Many of the vacuum tube circuits in ENIAC were derived from those used in subatomic particle counters. The computer had a very small programmable memory consisting of flip-flop circuits that could store 20 words along with several permanently wired memory circuits called function tables, which could be modified for specific calculations.

Because ENIAC used vacuum tubes instead of relays, it was about a thousand times faster in performing calculations than contemporary electromechanical machines. For example, ENIAC could calculate the trajectory of a shell in 20 seconds, faster than the 30 seconds or so that a real shell takes to reach its target.

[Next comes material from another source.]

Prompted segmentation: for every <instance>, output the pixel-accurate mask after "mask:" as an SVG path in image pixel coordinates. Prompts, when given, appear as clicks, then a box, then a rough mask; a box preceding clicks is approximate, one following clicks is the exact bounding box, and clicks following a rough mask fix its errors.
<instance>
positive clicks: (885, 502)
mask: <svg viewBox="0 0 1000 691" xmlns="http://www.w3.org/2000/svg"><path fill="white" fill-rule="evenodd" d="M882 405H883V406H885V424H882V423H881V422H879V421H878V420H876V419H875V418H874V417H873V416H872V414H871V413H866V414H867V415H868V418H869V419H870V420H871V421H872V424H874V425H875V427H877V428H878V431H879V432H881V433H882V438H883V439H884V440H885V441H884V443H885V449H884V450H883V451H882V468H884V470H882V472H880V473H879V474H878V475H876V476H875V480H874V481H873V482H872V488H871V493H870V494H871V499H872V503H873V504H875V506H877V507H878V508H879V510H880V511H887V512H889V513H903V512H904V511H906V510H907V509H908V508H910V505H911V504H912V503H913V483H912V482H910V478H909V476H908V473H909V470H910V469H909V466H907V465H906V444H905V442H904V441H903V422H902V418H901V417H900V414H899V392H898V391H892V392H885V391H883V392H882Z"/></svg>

Even while ENIAC was being completed at the Moore School, its designers, John Mauchly, Presper Eckert, and Herman Goldstine, were aware of its limitations and started work with mathematician John von Neumann on an entirely new design of computer. The basic concept, now known as von Neumann architecture, separates logic functions entirely from hardware; that is, most instructions for the execution of calculations are not permanent, called hardwired or read-only memory (ROM), but are stored in a temporary memory called random-access memory (RAM). Instructions can be placed anywhere in memory and even modified by the computer itself when needed. Besides a random-access read/write memory, a von Neumann computer contains a central processor and uses binary numbers and Boolean algebra (a form of symbolic logic) for processing and storing data.

Unlike ENIAC, which in some ways was a parallel processor (working on different aspects of a task at the same time, or in parallel), computers with von Neumann architecture process data serially; that is, one instruction comes after another and is executed only when the preceding one is completed. Von Neumann architecture was implemented in virtually all subsequent computers for the next quarter century. Such vacuum tube computers based on von Neumann architecture are now known as the first generation of computers. The second generation was born with the incorporation of the transistor in computer circuitry.

In 1944 von Neumann published his ideas and those of his colleagues working on ENIAC in the First Draft of a Report on the EDVAC. Von Neumann’s ideas would have been first implemented on a planned computer to be called EDVAC (Electronic Discrete VAriable Computer). Because of patenting problems, its completion became delayed, however, and other computers became the first to use von Neumann architecture.

The EDVAC design called for a memory that would be able to store at least 1024 32-bit words (“words” in the binary numeration system consisting of 32 zeros and ones, with each binary digit (0 or 1) known as a bit). The construction of such a memory was at that time somewhat of a technological hurdle.

One type of available memory derived from the mercury delay line, a device developed for early radar to measure the time between the emission and the reception of the reflection of a radar signal. The delay line consisted of a metal tube filled with mercury. At each end of the tube a transducer was mounted. One end operated as a tiny speaker for emitting sound pulses and the other served as a microphone. A series of sound pulses could be permanently stored in such a tube by amplifying the signals picked up at one end and feeding them back at the other; the signals would travel around as in a merry-go-round. Such a delay line could store up to a thousand bits as pulses and constituted the memory of several of the early first-generation machines.

Another type of memory was derived from television technology. Information was stored on the inside of a special type of cathode-ray tube as tiny, electrically charged spots, and then read by another electron beam.

Both of these types of memory were unwieldy and not entirely reliable. They were soon replaced by ferrite-core memories that not only equipped the later first-generation computers, but also were used by the second-generation computers during the 1950s and 1960s. Ferrite-core memories use magnetic domains for recording information, a technology that, in different forms, is still the most common today. Ferrite-core ROM was also used in first-generation computers, but that was replaced by semiconductor technology in the second generation.